Introducing Hannah Dunne, the Young Actress Starring in a New Heartbreaking “Terms of a Endearment”
Just in time for the holidays, the tearjerker is back with up and comer Hannah Dunne, the daughter of the actor Griffin Dunne and niece of Joan Didion, stepping into a role made famous by Debra Winger on film.
Hannah Dunne speaks with an easy, if uncanny, drawl that belies her upbringing around Union Square in Manhattan instead of say, the plains of West Texas. Or more aptly, Houston, which happens to be the primary setting for Terms of Endearment, the play she is now doing off-Broadway in the role of Emma, once made famous by Debra Winger in the beloved 1983 film by James L. Brooks.
“Yeah I have no idea what that’s about,” Dunne said recently of her quasi Southern – and permanent, by the way – manner of talk, adding that I was not the first to ask.
It is hard to overstate the fondness and tear-jerking recall anyone born before 1980 has for the film, which was adapted from the best-selling novel by Larry McMurtry. It gave us a doe-eyed but thorny Winger, Jack Nicholson as a skirt-chasing retired astronaut, and an immortal, and Academy Award-winning, performance by Shirley MacLaine as the inimitable Aurora “Give My Daughter the Shot!” Greenway.
In 59E59’s new stage version play, a reliably faithful adaption of the source material right down to the early ’80s florals and handbags, Dunne’s scene partner just happens to be another adored figure of the period, Molly Ringwald.
A couple of weeks after the show opened, Dunne, 26, was the picture of offstage nonchalance in a bright, collage-print twill jacket and psychedelic tube dress, a marked departure from the familial sturm und drang she acts out seven times a week until Dec. 11.
Over the course of two brisk acts, Emma and Aurora love and lacerate in kind through husbands, affairs and tragic loss: “I think that Emma is kind of a pebble in the river, being pushed inches and inches further with the way of the current. She’s really propelled from one moment to the next by the people around her, and is really selfless in that way,” said Dunne, in between bites of a turkey melt and soda at a diner a few blocks from the theatre.
Emma is buoyant, Dunne said, despite despite life with an aloof, philandering husband and breathtakingly narcissistic mother.
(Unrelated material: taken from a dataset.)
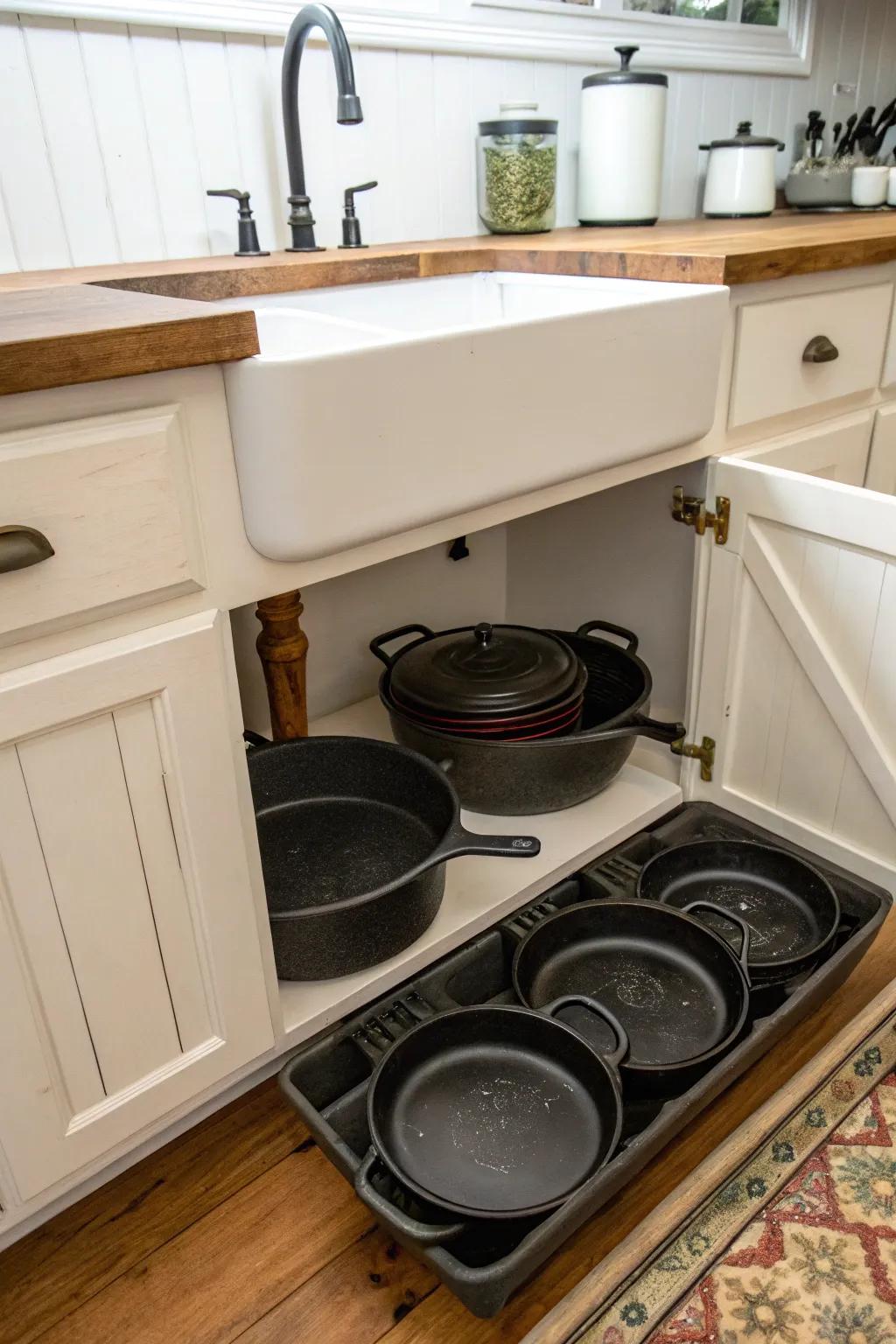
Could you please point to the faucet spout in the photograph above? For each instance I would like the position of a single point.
(348, 109)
Could she relate?
Minus the obvious, like a husband and three small children, there are a few touchstones. “Like Emma I kind of can’t help being honest, but also she keeps her cards close to her chest in a way,” Dunne said. “And I have the habit of thinking out loud like her. I think she’s just kind of figuring it out.”
In a way, Dunne is herself figuring things out like any other twentysomething. After a supporting role on Amazon’s classical music soap Mozart in the Jungle and a few indie films, Terms is her professional theatre debut, though she is not newly arrived to a life onstage and story-telling to be sure.
Her father is actor, producer and director Griffin Dunne – best known for that ’80s Madonna vehicle Who’s That Girl and recently seen in Jill Soloway‘s I Love Dick – and her mother is Carey Lowell, of Law & Order fame. An anecdote about her father accidentally group texting Winger—whose number happens to be in his contacts—and his plumber a random picture from his photo library post-iOS update around the time they announced the play (Dads! Technology!) is a clear illustration of the constellation around the young actress, if not some kind of cosmic coincidence.
In case you were wondering, Winger had heard about the play and sent her congrats. And of having her parents in the audience during – spoiler alert – a rather lengthy and emotionally wrought death scene, Dunne said, “I think it brought out a new level of vulnerability.”
Between curtains, Dunne is slowly settling into an apartment in Ridgewood, Queens and trying to find time to do her own writing as well as visual art, which usually involves mix-medium collage and “a lot of ladies!”
For these less performative pursuits in her creative life, she has another set of in-house role models to look to. One being her grandfather, the late Dominick Dunne, a Hollywood zelig turned modern day Herodotus of the rich and infamous, most notably O.J. Simpson, as well as her great aunt, Joan Didion, the celebrated writer and zeitgeist chronicler.
“They are hugely influential to me. But it’s really hard for me to connect it on some level. I really just see them as my own Aunt Joan and Poppy,” she shrugged lovingly. “When Poppy was alive we could be sitting at a table and we would talk abut what he was working on and you know, have the most fascinating, stimulating conversation you could ever have just as a little kid. And I think with Joan, most of the girls my age, or not even just my age are influenced by her in a way.” She said this confidently, but careful not to dwell.
I ask her about the printed jacket she is wearing.
“I got it at the Salvation Army, 20 bucks!” Dunne said. A closer look revealed it was actually vintage Fiorucci—the winged cherubs a dead giveaway— maybe one of the more stupefyingly lucky thrift store store finds I have ever encountered.
Perhaps, though, it’s just another ’80s moment Dunne is carrying off nimbly and making completely her own.